The Best Advice, Part IV: Brian Pareschi

This week, I return to my series on “The Best Advice.” The source of today’s advice is Brian Pareschi. Truly one of the greatest and most versatile musicians ever to pick up a trumpet, Brian first came to my attention when I heard his playing on recordings by the David Berger Jazz Orchestra and Octet. I’ve had the opportunity to take a handful of lessons with him, and he is a fount of knowledge, having performed with and learned from many of the greats in the trumpet world, and the music industry in general. He literally could write a book, and I hope he does at some point. One of the critical ideas he imparted upon me in lessons was the importance of not merely reading written music, but interpreting it with style, personality, and the utmost conviction. Another was the need to find a way to play at the very highest level possible in the moment while accepting the reality that some days will be easier than others. I first met him while in recovery from a severe embouchure overuse/borderline injury situation, and this was an especially important thing for me to hear at that time. But of all the wisdom and ideas he shared with me, the most consistently useful piece of advice I took from him was simple and more or less universal. It came as I was feeling disappointed that some relatively advanced flexibility and upper register exercises that had seemed to be coming along well were simply not working in the lesson. He sensed my frustration as I tried and failed, and prescribed the perfect remedy: “Back up.”

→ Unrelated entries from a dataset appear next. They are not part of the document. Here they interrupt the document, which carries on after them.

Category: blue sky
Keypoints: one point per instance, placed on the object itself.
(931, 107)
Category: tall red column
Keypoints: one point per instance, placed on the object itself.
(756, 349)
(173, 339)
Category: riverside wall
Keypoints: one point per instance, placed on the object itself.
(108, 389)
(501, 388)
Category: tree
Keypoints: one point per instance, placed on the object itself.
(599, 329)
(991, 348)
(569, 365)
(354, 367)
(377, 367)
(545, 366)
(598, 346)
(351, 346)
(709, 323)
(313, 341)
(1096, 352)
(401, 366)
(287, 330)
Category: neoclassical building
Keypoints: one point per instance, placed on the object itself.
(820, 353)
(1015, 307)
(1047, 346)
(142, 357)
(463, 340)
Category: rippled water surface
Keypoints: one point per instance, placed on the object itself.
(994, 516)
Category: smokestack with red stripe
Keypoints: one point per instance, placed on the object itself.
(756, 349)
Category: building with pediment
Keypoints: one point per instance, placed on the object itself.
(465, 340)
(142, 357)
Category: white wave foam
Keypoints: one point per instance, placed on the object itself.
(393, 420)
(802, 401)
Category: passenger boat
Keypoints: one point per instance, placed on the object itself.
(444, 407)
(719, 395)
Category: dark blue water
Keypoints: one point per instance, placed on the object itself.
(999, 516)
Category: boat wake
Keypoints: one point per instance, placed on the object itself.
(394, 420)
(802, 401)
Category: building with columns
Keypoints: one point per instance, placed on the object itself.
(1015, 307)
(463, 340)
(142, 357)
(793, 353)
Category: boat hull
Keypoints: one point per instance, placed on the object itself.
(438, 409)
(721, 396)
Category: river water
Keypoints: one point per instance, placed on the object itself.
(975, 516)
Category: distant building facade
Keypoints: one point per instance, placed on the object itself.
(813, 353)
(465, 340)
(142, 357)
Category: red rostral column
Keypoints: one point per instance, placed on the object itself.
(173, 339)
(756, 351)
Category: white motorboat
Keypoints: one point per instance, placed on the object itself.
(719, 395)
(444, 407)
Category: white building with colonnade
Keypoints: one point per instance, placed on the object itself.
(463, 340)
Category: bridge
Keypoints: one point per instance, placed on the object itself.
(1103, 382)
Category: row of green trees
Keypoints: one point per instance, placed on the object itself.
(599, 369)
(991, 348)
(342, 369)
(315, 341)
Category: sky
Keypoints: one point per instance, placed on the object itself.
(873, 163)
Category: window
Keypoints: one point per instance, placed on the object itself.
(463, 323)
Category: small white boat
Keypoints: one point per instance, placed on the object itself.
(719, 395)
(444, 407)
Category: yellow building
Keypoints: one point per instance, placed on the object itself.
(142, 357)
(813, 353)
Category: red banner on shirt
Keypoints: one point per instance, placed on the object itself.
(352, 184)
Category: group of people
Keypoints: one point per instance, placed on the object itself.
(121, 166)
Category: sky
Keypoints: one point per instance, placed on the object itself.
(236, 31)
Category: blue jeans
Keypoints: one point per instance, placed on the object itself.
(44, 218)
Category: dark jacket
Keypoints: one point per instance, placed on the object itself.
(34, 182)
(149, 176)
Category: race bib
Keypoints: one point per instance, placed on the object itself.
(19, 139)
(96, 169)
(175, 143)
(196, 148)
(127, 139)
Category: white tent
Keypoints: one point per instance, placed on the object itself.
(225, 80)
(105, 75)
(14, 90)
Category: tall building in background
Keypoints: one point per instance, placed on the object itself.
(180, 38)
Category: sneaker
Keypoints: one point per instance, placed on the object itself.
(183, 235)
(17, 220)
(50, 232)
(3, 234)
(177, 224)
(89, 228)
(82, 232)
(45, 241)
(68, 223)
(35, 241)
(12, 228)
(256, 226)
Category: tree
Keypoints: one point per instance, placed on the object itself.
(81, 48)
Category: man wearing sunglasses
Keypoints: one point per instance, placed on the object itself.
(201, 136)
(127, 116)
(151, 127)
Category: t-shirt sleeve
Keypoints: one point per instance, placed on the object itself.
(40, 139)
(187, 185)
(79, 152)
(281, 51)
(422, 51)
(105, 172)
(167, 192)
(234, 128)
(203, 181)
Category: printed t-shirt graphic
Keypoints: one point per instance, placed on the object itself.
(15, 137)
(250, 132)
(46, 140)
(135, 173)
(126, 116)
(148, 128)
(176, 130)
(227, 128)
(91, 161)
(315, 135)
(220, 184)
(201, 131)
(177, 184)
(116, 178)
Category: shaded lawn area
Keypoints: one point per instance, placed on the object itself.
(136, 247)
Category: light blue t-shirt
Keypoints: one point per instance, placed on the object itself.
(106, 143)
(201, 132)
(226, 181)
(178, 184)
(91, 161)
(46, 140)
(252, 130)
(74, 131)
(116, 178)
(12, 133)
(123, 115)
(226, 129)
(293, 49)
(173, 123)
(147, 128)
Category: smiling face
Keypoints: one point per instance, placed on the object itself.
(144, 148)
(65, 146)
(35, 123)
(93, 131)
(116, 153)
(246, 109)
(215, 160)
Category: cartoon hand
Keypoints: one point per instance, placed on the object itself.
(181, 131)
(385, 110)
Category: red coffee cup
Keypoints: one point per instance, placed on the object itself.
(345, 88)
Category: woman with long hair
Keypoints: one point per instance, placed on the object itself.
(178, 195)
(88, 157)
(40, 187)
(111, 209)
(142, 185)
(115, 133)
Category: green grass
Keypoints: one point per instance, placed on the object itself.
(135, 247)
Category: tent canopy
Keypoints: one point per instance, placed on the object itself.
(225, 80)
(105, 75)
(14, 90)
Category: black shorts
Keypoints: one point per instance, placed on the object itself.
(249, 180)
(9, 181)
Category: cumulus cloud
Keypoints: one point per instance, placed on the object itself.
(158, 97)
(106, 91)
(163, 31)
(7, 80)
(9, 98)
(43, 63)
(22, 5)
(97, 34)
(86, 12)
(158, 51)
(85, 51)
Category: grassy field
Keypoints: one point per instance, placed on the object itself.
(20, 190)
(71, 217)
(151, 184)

“Back up.” Brian had me switch from the exercise that I was attempting to execute to some simple middle and lower register lip slurs. What a shock! I sounded like garbage on those as well. I had the realization that I was allowing my impatience to push me to try to build a fortress on a foundation of marshmallows. What I took from this is relatively straightforward compared to my other “best advice” examples, at least in its most immediate application. Because every day is different, and I have yet to meet a trumpet player for whom that is not a factor, I need to recognize days when the best thing I can do to move forward in the long term is to back up in the short term. I would rather reinforce good playing habits while playing something uncomplicated than reinforce mediocre or bad playing habits struggling with something that just isn’t working. It’s all made of the same stuff. That’s why we call fundamentals “fundamentals.” There is no glissando, no two-octave leap, no rapidly articulated passage or slurred angular melody, that cannot be improved by easier, more immediate, and more efficient sound production at the most basic level. By the same token, every single complex technical feat will carry in it embedded flaws if that basic sound production is itself flawed in any way. Clearly, when I am demanding something brand new of myself, early failure is to be expected. Backing up is not about avoiding working on weaknesses. It is about intelligently recognizing when, on a particular day or run of days, the point of diminishing returns has been reached before I even start, and reacting accordingly.

Certainly, the advice to “back up” can be applied to other circumstances in life, but I’ll leave it to you to think about that.